Jerusalem, the holy city sacred to the three Abrahamic and monotheist faiths of Judaism, Christianity and Islam, is threatening to ignite once more.

Israeli settlers and their extremist allies have been stoking tensions throughout the Muslim holy month of Ramadan, with a campaign of incitement inside occupied Arab East Jerusalem ahead of new evictions of Palestinian families. They have also been stirring trouble at religious sites such as al-Aqsa mosque.

Israel is risking its security. These far-right provocations provided the perfect excuse for Hamas, the Islamist politico-military group that controls the Gaza Strip, to fire hundreds of rockets into Israel, eliciting scores of air strikes in response — with the risk of a re-ignition of the Gaza wars of 2009, 2012 and 2014.

Al-Aqsa mosque is in a religious sanctuary in the heart of Jerusalem, known to Muslims as the Haram ash-Sharif, or Noble Sanctuary, and to Jews as Temple Mount. It also houses the Dome of the Rock, from which in Islamic tradition the Prophet Mohammed made a journey to heaven, and the Western Wall, sacred to Jews as the surviving structure from the Second Temple and its Holy of Holies, begun by Herod the Great and destroyed by the Romans in 70CE.

Israel seized East Jerusalem from Jordan in the 1967 six-day war, annexing and gradually colonising its Arab quarters. But successive governments have usually preserved the religious status quo in the 36-acre compound, treating it with the care due a ticking bomb. Jordan’s Hashemite royal family, by tradition and treaty, is the custodian of Muslim and Christian holy places in Jerusalem.

Trifling with the rival traditions of deeply emotive holiness in the holy city, which have collided across the millennia, always risks igniting a rocket-fuelled clash of politico-religious identity. Yet that is what is happening. Israeli riot police stormed the al-Aqsa compound on Monday, attacking stone-throwing protesters with rubber-tipped bullets and stun grenades, spraying tear gas and putrid “skunk water”. About 600 Palestinians, including worshippers inside the mosque, have been injured in Jerusalem’s clashes since Friday.

In the weeks leading up to this eruption, passions boiled ahead of an Israeli Supreme Court judgment on the eviction of Palestinian families in Sheikh Jarrah, a middle-class area of Arab East Jerusalem.

Most of the world does not recognise Israel’s annexation of East Jerusalem. This is the latest thrust in a four-decades-long campaign by Israeli settlers to clear the areas in and around the old city of Palestinian families who have lived there for generations. Aside from evictions, they are being driven out by a panoply of zoning and residence laws, building restrictions and the bulldozing of Palestinian properties.

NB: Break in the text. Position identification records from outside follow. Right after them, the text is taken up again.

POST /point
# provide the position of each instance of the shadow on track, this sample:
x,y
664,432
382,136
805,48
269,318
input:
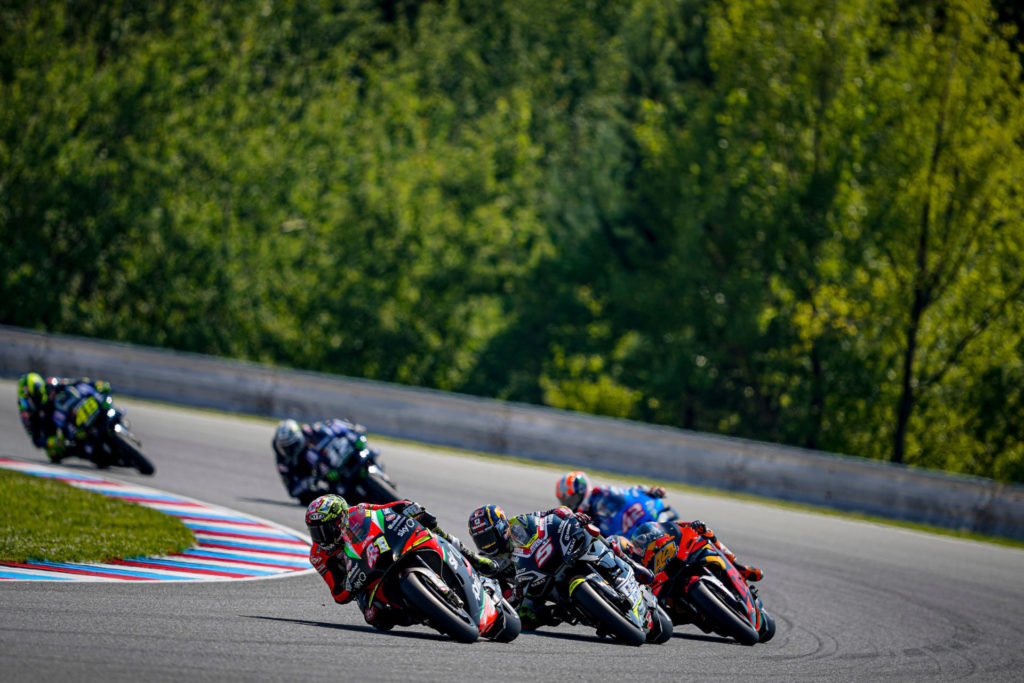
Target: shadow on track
x,y
704,638
357,628
267,501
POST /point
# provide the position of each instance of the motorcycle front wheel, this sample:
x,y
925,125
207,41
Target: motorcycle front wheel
x,y
441,615
606,615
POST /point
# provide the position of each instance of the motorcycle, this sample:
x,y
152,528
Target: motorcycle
x,y
624,515
697,584
349,467
98,431
400,563
568,563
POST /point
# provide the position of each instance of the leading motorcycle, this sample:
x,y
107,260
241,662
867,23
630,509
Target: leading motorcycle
x,y
398,562
697,584
98,431
562,560
350,468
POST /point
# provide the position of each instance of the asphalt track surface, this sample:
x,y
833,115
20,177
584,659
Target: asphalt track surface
x,y
853,600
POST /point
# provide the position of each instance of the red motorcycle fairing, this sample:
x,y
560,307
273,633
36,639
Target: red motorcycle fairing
x,y
687,551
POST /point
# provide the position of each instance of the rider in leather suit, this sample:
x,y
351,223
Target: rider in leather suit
x,y
47,409
300,450
493,534
327,519
573,491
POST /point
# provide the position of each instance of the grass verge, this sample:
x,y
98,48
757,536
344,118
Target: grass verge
x,y
46,519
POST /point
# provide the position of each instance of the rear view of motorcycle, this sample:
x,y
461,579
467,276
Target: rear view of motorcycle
x,y
101,433
350,468
697,584
561,560
402,564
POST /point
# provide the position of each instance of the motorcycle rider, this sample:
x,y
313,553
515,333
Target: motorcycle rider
x,y
328,518
46,404
648,531
303,451
602,503
497,537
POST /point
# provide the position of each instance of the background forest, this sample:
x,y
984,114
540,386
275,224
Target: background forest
x,y
799,221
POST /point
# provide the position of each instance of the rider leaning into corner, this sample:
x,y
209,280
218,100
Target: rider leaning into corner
x,y
300,449
47,406
574,492
498,537
328,518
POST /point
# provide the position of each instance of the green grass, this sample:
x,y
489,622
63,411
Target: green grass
x,y
46,519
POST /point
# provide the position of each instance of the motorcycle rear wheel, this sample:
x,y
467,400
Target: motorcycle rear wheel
x,y
607,615
438,612
129,451
727,623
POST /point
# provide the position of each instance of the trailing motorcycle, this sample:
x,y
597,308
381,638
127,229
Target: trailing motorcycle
x,y
562,560
398,562
349,467
697,584
98,431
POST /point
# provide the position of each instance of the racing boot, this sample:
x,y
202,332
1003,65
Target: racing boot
x,y
749,573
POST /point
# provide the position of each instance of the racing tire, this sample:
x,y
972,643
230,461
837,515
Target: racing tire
x,y
511,625
423,595
767,631
726,622
379,489
129,451
607,615
662,630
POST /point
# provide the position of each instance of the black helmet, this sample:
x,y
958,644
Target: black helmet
x,y
289,441
489,528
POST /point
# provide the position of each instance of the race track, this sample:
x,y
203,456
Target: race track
x,y
854,601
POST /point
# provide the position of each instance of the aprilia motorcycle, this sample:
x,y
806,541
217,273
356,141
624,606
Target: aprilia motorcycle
x,y
568,563
98,431
349,467
398,562
697,584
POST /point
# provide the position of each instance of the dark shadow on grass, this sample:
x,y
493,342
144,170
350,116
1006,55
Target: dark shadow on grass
x,y
397,632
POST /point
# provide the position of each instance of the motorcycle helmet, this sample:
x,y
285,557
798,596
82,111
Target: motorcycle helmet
x,y
32,387
489,528
624,546
289,441
645,539
326,519
571,489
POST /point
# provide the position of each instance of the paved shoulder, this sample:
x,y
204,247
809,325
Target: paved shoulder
x,y
229,545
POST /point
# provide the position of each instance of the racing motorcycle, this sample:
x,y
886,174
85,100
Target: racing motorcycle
x,y
98,431
567,562
623,516
349,467
697,584
396,561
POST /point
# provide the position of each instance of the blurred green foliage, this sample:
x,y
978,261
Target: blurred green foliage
x,y
790,220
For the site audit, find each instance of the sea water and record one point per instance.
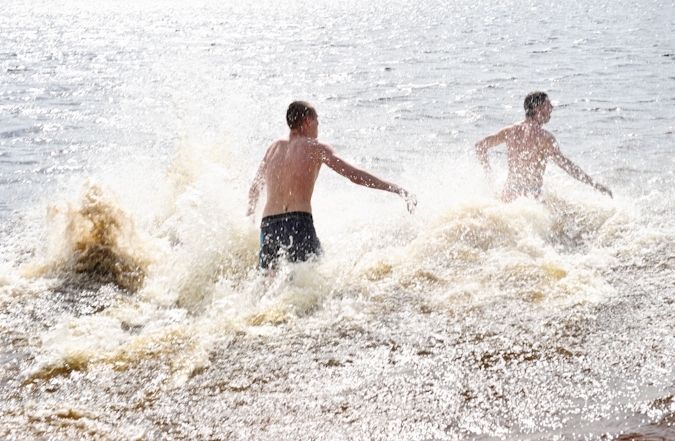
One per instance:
(130, 302)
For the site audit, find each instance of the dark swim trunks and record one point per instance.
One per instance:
(289, 235)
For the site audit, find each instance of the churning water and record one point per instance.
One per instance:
(131, 307)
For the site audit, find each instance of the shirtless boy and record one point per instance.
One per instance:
(290, 169)
(529, 147)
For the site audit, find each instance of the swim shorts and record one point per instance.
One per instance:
(288, 235)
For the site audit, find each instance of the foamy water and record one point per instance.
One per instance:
(131, 306)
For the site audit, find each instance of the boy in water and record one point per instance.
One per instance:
(289, 170)
(529, 147)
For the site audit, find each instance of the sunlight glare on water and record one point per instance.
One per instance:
(130, 301)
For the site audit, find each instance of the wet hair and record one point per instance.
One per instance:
(532, 100)
(297, 112)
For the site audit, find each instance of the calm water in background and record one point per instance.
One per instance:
(130, 305)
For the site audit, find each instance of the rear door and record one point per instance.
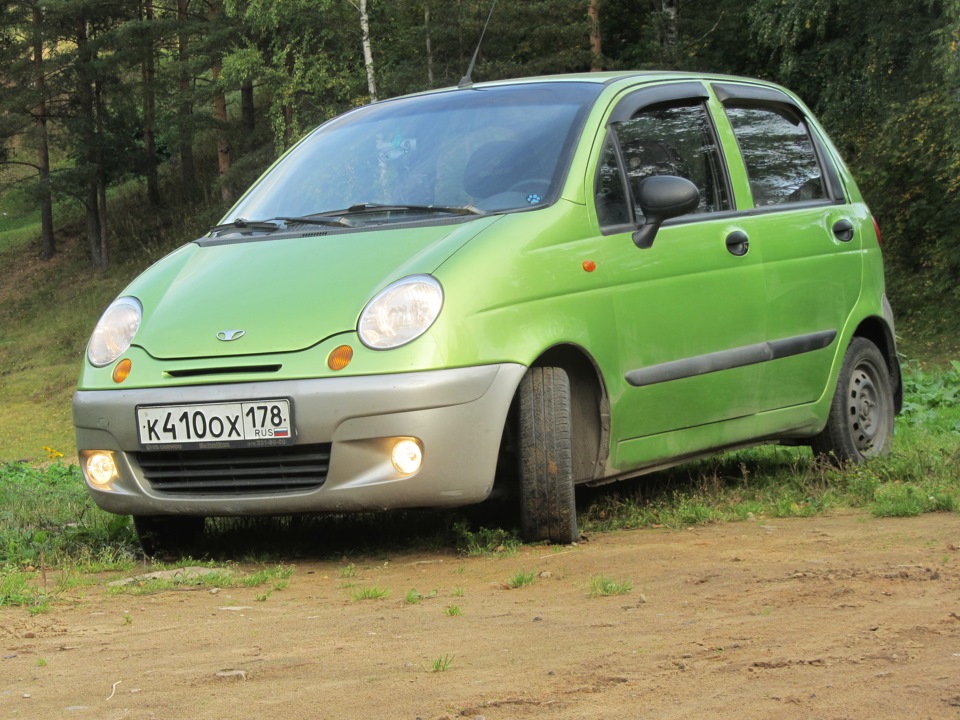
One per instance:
(806, 233)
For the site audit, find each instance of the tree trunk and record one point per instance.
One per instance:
(223, 145)
(49, 247)
(85, 103)
(670, 13)
(220, 114)
(100, 111)
(367, 51)
(291, 65)
(596, 52)
(148, 71)
(188, 173)
(248, 117)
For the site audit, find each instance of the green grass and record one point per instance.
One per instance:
(442, 664)
(369, 593)
(217, 577)
(52, 536)
(601, 586)
(521, 579)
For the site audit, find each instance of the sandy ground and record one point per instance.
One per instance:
(833, 617)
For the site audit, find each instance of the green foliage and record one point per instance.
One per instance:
(927, 394)
(521, 579)
(369, 593)
(485, 541)
(602, 586)
(442, 664)
(46, 516)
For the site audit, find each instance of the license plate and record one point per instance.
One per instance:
(237, 424)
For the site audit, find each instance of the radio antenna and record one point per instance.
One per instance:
(467, 79)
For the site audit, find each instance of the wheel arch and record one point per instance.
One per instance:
(590, 408)
(879, 332)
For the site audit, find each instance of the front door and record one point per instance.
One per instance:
(688, 310)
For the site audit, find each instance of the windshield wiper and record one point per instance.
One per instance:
(318, 219)
(380, 207)
(244, 224)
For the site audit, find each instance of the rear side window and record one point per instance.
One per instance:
(660, 140)
(781, 161)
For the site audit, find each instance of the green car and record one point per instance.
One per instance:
(521, 286)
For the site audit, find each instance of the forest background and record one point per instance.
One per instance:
(127, 127)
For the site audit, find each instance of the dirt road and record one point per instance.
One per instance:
(833, 617)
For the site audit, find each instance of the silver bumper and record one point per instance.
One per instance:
(457, 415)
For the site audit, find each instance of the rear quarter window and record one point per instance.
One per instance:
(779, 155)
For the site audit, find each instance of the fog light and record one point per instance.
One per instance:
(340, 357)
(122, 371)
(407, 456)
(100, 467)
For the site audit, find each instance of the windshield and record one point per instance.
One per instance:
(487, 149)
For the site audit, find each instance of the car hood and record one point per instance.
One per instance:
(279, 293)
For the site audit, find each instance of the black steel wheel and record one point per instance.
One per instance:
(168, 534)
(860, 423)
(548, 508)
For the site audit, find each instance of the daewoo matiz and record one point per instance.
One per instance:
(531, 284)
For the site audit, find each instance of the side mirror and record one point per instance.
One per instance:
(662, 197)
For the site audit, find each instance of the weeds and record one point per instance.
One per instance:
(52, 535)
(601, 586)
(521, 579)
(369, 593)
(442, 664)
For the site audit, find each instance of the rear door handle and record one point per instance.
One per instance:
(738, 243)
(843, 230)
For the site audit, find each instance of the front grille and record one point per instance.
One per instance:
(293, 468)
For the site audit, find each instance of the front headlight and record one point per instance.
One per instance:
(114, 331)
(401, 312)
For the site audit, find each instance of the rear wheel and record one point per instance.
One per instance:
(860, 424)
(168, 534)
(548, 508)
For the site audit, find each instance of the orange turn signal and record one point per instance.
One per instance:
(122, 371)
(340, 357)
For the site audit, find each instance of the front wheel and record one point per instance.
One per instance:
(168, 534)
(548, 508)
(860, 423)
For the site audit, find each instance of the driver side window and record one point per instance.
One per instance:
(660, 140)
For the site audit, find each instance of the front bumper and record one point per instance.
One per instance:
(457, 415)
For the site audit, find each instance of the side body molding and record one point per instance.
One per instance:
(729, 359)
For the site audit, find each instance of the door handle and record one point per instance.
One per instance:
(843, 230)
(738, 243)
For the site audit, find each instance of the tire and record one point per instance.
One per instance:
(860, 423)
(168, 534)
(548, 509)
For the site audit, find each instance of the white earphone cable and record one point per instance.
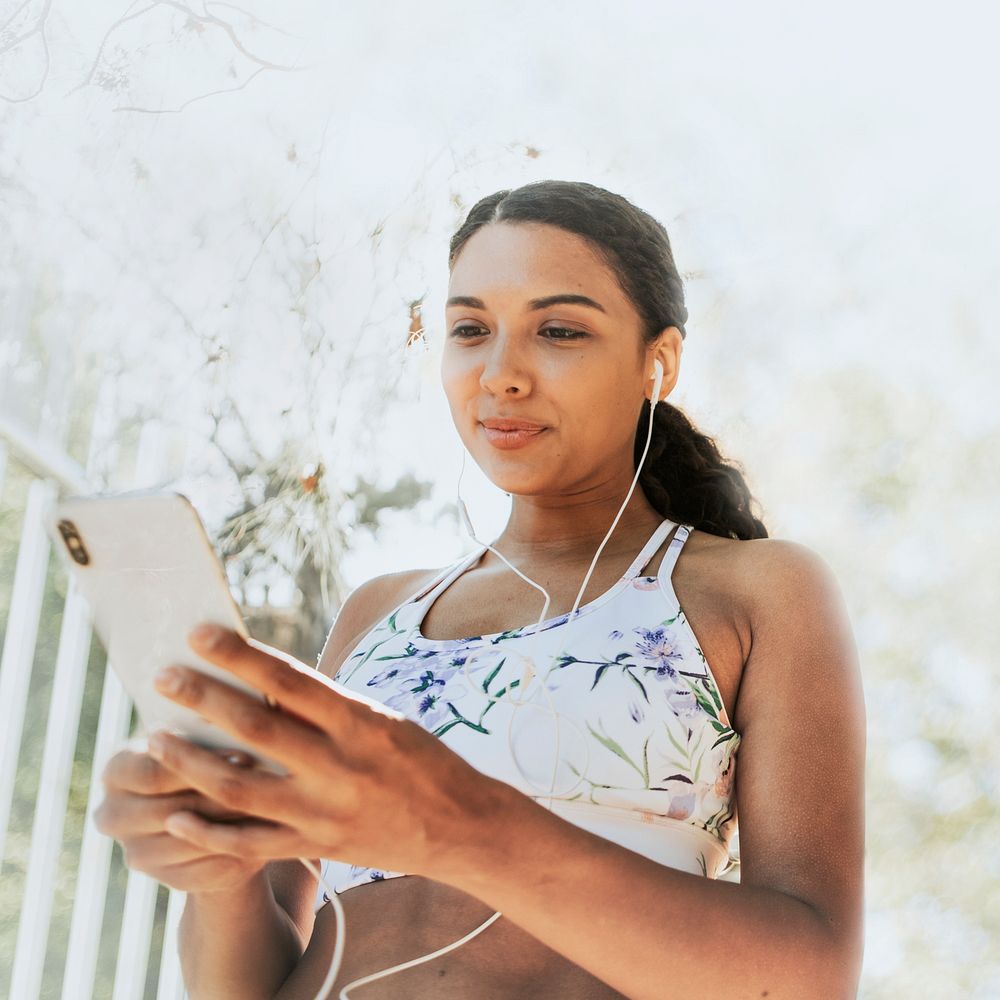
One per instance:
(528, 674)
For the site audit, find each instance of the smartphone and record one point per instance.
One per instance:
(144, 563)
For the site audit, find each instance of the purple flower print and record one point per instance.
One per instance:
(423, 700)
(383, 677)
(681, 806)
(661, 647)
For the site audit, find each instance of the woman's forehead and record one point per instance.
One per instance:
(532, 261)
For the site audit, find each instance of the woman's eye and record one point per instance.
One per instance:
(468, 330)
(573, 334)
(460, 331)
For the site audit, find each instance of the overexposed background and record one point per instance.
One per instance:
(226, 213)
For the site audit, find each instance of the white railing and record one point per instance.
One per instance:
(54, 473)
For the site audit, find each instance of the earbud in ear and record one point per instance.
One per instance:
(657, 377)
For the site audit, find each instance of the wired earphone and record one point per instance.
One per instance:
(528, 674)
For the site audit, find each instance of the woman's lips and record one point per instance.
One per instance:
(510, 439)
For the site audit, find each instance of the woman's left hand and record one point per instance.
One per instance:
(365, 784)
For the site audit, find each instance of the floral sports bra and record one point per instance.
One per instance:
(645, 754)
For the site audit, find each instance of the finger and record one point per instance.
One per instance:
(278, 735)
(247, 790)
(245, 839)
(136, 771)
(160, 850)
(308, 693)
(126, 814)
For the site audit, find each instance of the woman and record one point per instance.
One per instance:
(697, 635)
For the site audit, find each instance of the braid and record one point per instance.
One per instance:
(686, 478)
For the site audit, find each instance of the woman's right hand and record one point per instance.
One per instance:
(139, 796)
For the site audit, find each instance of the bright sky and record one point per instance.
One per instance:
(827, 175)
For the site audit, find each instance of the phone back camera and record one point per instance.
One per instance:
(74, 542)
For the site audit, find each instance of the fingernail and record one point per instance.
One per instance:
(207, 636)
(156, 745)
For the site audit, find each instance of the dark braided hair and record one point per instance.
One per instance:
(684, 477)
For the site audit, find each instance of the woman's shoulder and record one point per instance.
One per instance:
(755, 577)
(763, 575)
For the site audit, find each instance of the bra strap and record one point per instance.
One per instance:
(649, 549)
(430, 592)
(673, 551)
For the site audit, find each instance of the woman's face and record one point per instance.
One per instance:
(513, 350)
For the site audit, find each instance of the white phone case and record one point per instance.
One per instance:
(145, 564)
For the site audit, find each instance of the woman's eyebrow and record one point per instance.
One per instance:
(471, 302)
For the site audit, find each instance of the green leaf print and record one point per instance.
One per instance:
(699, 696)
(616, 749)
(459, 720)
(393, 633)
(638, 683)
(598, 674)
(727, 734)
(493, 673)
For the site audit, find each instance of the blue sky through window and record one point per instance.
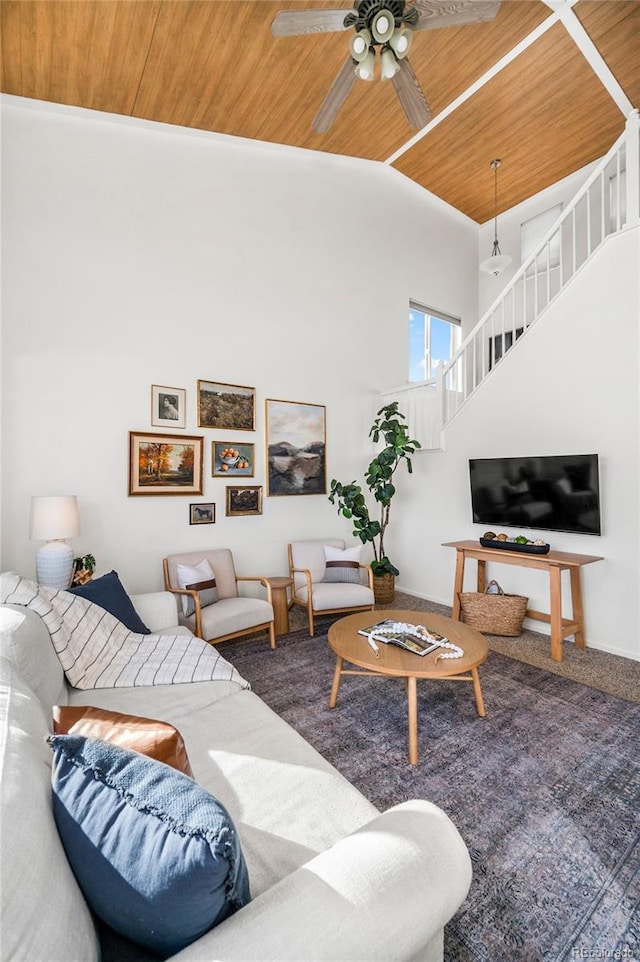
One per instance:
(432, 340)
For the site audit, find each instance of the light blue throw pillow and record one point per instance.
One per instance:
(156, 856)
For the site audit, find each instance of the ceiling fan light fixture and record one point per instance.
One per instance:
(497, 261)
(382, 25)
(389, 66)
(400, 42)
(365, 68)
(360, 44)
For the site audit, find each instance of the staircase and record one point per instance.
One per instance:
(609, 202)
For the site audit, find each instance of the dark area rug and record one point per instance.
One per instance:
(545, 790)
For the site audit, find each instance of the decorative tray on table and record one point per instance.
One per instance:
(531, 547)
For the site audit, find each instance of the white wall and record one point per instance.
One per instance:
(570, 385)
(138, 254)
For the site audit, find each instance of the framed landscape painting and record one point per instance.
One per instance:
(232, 459)
(165, 463)
(168, 407)
(229, 407)
(296, 447)
(244, 499)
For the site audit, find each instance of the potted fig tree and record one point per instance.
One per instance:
(390, 425)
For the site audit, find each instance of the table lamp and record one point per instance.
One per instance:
(52, 520)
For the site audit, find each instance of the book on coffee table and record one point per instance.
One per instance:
(415, 638)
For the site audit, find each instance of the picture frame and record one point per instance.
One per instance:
(229, 407)
(495, 345)
(202, 513)
(232, 459)
(165, 463)
(296, 447)
(243, 499)
(168, 407)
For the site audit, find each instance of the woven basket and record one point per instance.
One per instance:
(493, 613)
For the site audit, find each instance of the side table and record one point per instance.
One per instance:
(280, 603)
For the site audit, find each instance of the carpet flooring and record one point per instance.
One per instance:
(545, 790)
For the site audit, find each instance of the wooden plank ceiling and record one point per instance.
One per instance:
(214, 65)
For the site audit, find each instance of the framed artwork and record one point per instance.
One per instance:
(230, 407)
(232, 459)
(495, 345)
(296, 447)
(165, 463)
(168, 407)
(244, 499)
(202, 514)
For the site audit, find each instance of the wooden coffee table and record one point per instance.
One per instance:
(392, 661)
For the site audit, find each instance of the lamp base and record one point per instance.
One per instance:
(54, 564)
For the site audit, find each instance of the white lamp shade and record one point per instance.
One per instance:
(383, 25)
(400, 42)
(389, 66)
(53, 518)
(365, 69)
(495, 264)
(360, 44)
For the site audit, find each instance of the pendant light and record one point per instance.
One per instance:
(496, 263)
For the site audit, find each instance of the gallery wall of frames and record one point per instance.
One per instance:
(169, 463)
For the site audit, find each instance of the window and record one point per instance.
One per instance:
(434, 337)
(531, 233)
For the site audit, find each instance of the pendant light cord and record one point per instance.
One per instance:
(496, 246)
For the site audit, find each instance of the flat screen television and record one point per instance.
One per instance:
(552, 493)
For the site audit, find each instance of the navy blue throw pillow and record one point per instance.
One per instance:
(156, 856)
(108, 592)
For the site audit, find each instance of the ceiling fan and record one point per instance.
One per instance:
(386, 27)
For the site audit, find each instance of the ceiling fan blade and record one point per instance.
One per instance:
(433, 14)
(293, 23)
(335, 98)
(409, 93)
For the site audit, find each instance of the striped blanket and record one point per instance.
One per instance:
(98, 651)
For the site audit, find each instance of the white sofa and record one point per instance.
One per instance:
(331, 877)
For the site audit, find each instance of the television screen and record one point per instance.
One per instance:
(553, 493)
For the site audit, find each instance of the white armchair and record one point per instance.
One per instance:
(209, 601)
(312, 588)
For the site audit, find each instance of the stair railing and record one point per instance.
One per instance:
(608, 202)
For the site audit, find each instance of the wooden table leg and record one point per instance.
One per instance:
(482, 576)
(576, 605)
(412, 702)
(477, 690)
(333, 698)
(457, 585)
(555, 577)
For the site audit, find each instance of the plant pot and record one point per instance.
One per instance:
(384, 588)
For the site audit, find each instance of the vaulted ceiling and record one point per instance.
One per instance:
(545, 86)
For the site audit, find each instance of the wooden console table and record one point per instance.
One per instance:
(555, 562)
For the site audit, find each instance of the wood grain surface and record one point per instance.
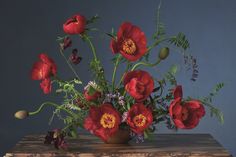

But now there is a political vacuum. Benjamin Netanyahu, the five-term premier on trial for corruption, has been unable to form a government despite his embrace of the religious and extreme right. Mahmoud Abbas, president of the increasingly irrelevant and corrupt Palestinian Authority that has quasi-municipal powers over 40 per cent of the occupied West Bank, has again deferred what would have been the first elections since 2006 — which Hamas won. Extremists are running riot.

Itamar Ben-Gvir, leader of the far-right Jewish Power party and a Netanyahu ally, tweeted that “it is time to liberate the Temple Mount and Jerusalem, and show them who owns the house once and for all”.

Ben-Gvir’s behaviour recalls that of Ariel Sharon, the late prime minister and settlers champion, chaperoned past the Haram ash-Sharif towards Temple Mount in September 2000 by hundreds of Israeli riot police. That lit the powder trail to a second Palestinian uprising, known as the al-Aqsa intifada.

The riot police inside the holy sanctuary this week cross a dangerous line. A conflict ostensibly over land is acquiring menacing religious overtones that encourage a collision of irreducible identities in a region with no shortage of fanatics.

Former president Donald Trump emboldened the Israeli right on Jerusalem by moving the US embassy there. And Netanyahu, to try to stay in power, has courted overtly racist anti-Arab groups determined to take control of the Haram ash-Sharif.

Stirring unrest in the holy city weakens Israel’s credentials. As a strategy to enlarge the occupation and install more settlers it forecloses on the possibility of a Palestinian state and forces Palestinians to struggle for equal rights inside a Greater Israel, undermining Israel’s legitimacy in world opinion.

It also puts at risk Israel’s relations with its Arab neighbours, as well as Muslims worldwide. There have been protests from Turkey to Jordan, as well as in Arab towns and cities inside Israel. Relations with Jordan are at rock-bottom. Jordan, along with Egypt, was part of the first wave of “normalisation” with Israel, through their respective peace treaties of 1994 and 1979.

But the United Arab Emirates and Bahrain, pioneers of last year’s so-called Abraham Accords with Israel, are now loud in protest at events in the city of Abrahamic faiths. In Jerusalem, Israel is risking its second wave of detente with the Arabs.